As a somewhat avid reader of Michael Young's op-eds in the Daily Star, I was a little disappointed when he stepped up to the plate and took a swing (http://www.nytimes.com/2006/07/14/opinion/14young.html) at writing in a world class newspaper. I actually was not too sure if he was actually writing as much as pandering, but either way, the message was clear enough. Israel should not have attacked Lebanon because it was the height of the tourist season; really, why couldn't they bomb the airport, in say, November? I guess he misses a very basic point, something that aught to be obvious especially for someone residing in Beirut, but anyway, I'll highlight it for him. IT IS A BAD IDEA TO BOMB A NEIGHBORING COUNTRY BECAUSE OF THE ACTIVITIES OF GROUPS IT CANNOT CONTROL. PERIOD. FULL STOP. It has the operational effectiveness coefficient of zero. And seriously, I don't care if it is the height of the tourist season, but that really shows where your concerns lay.

And besides that, his sort of geopolitical analysis has about as much sophistication as a toddler spitting out his food. Are you kidding me that there are no lebnanis who are seriously pissed off at Israel right now? Oh, and you say that even your shiite friends are angry at hizballah? Where are these imaginary shiite friends? I really think that comment is outright delusional, or you assumed that arabs don't read the new york times so you can get away with it.

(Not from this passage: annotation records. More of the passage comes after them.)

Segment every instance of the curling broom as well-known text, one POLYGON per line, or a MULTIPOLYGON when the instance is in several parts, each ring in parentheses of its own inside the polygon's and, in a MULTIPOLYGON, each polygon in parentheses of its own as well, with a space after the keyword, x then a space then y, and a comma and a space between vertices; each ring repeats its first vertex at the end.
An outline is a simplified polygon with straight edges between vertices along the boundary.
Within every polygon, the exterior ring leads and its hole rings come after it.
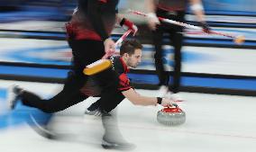
MULTIPOLYGON (((148 16, 148 14, 141 13, 139 11, 129 10, 129 12, 132 13, 142 15, 142 16, 145 16, 145 17, 148 16)), ((165 19, 165 18, 162 18, 162 17, 158 17, 158 18, 159 18, 160 21, 169 22, 169 23, 172 23, 172 24, 176 24, 176 25, 178 25, 178 26, 183 26, 183 27, 186 27, 187 29, 203 30, 201 27, 191 25, 191 24, 188 24, 188 23, 184 23, 184 22, 177 22, 177 21, 173 21, 173 20, 169 20, 169 19, 165 19)), ((217 32, 217 31, 210 31, 209 34, 222 35, 222 36, 224 36, 224 37, 231 38, 231 39, 233 39, 233 42, 236 43, 236 44, 242 44, 245 40, 245 37, 243 35, 235 36, 235 35, 233 35, 233 34, 217 32)))
MULTIPOLYGON (((122 41, 132 32, 131 30, 128 30, 127 31, 125 31, 122 37, 114 43, 114 46, 118 46, 119 44, 122 43, 122 41)), ((107 59, 108 57, 110 57, 112 55, 112 53, 110 52, 106 52, 103 58, 97 61, 95 61, 93 62, 92 64, 90 65, 87 65, 84 70, 83 70, 83 73, 85 75, 87 75, 87 76, 91 76, 91 75, 95 75, 95 74, 97 74, 108 67, 111 67, 112 65, 112 62, 107 59)))

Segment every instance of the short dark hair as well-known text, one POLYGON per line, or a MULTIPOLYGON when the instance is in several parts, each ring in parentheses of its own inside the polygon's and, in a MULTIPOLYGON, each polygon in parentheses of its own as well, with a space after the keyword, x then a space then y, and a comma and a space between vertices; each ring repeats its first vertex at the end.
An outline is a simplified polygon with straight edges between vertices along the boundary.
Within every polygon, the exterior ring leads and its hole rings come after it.
POLYGON ((141 42, 136 40, 124 40, 120 47, 120 56, 123 56, 124 53, 132 55, 135 49, 142 49, 142 48, 141 42))

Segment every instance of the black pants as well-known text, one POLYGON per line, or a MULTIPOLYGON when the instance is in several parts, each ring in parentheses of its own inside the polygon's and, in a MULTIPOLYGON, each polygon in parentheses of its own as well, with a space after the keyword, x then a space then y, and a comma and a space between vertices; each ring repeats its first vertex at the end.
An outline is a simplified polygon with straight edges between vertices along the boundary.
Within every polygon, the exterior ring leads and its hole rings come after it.
MULTIPOLYGON (((104 44, 97 40, 69 40, 69 44, 73 53, 73 68, 69 72, 63 89, 49 100, 42 100, 32 93, 23 92, 21 98, 24 105, 51 113, 65 110, 88 97, 80 92, 88 78, 83 74, 83 69, 87 65, 102 58, 105 54, 104 44)), ((112 100, 109 100, 109 94, 116 92, 118 76, 114 71, 108 68, 94 77, 103 90, 101 107, 110 112, 109 103, 112 100)))
MULTIPOLYGON (((172 14, 163 10, 157 10, 157 15, 167 19, 171 19, 178 22, 184 22, 184 11, 175 12, 172 14)), ((178 93, 180 86, 180 76, 181 76, 181 47, 183 43, 183 28, 178 25, 170 23, 161 22, 157 27, 157 30, 152 31, 153 43, 155 45, 155 66, 156 71, 160 80, 160 85, 169 85, 169 89, 173 93, 178 93), (163 64, 163 34, 169 33, 169 39, 170 45, 174 48, 174 70, 173 79, 169 85, 169 72, 164 68, 163 64)))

Now lets get to the restless. I think we can focus in on the real source of the problem, which I place squarely on the shoulders of Ehud Olmert, soon to be known as Israel's reincarnation of his holiness the Jimmy Carter. It was his initial incompetence at dealing with the first Hamas-backed hostage situation that has put them in this mess. Instead of taking this backpage news story of a kidnapped Israeli soldier (who literally looked like a kid) and solving it behind closed doors in an agreeable give-n-take, it has now blown in his face as a possible conflict with either Syria or Iran, or perhaps both. When Hezballah saw that he does not know how to play by the rules of the game, they got their own hostages. The reason I am sure is that they were waiting for an egg-head like Ehud to escalate the situation. Only in an all-out conflict can they gain strategic ground. When world powers begin throwing their weight around in the conflict can the tectonic plates begin shifting, and this is what they want to take advantage of. Well, Olmert, mission accomplished old chap. If your next missile is towards Damascus, the casualties will be in the thousands. And then, with or without Bashar's permission, a crazy general with the entire Syrian arsenal of biological and/or chemical weapons will be unleashed on the Golan. The 2006 vintage of Manishevitz is going to taste unusually awful, even by kosherim wine standards, with a sizzling palate of anthrax and a hint of sarin gas in the aftertaste. The other scenario is that they go to the source-source of the problem and bomb Tehran. All of a sudden every Iranian will be strapped with an AK-47, and crossing the Iraqi border in droves to set the motion towards WWIII. The Iranian navy will close up the straight of Hormuz, oil hits at $8.00 a gallon in Wichita, and then China is going to remind everyone like Samuel L. Jackson in Pulp Fiction who is the fucking Shepherd of this nuclear valley of death. Either way, trading that soldier for some women and children in Israeli prisons does not seem like that bad of a deal after all. You see, Ehud, its not that any of these countries and groups exercise any real effective force in this conflict; but they can drag a fellow down a pretty deep, dark hole. Learn the rules quick, or you'll start thinking how lucky Sharon really is.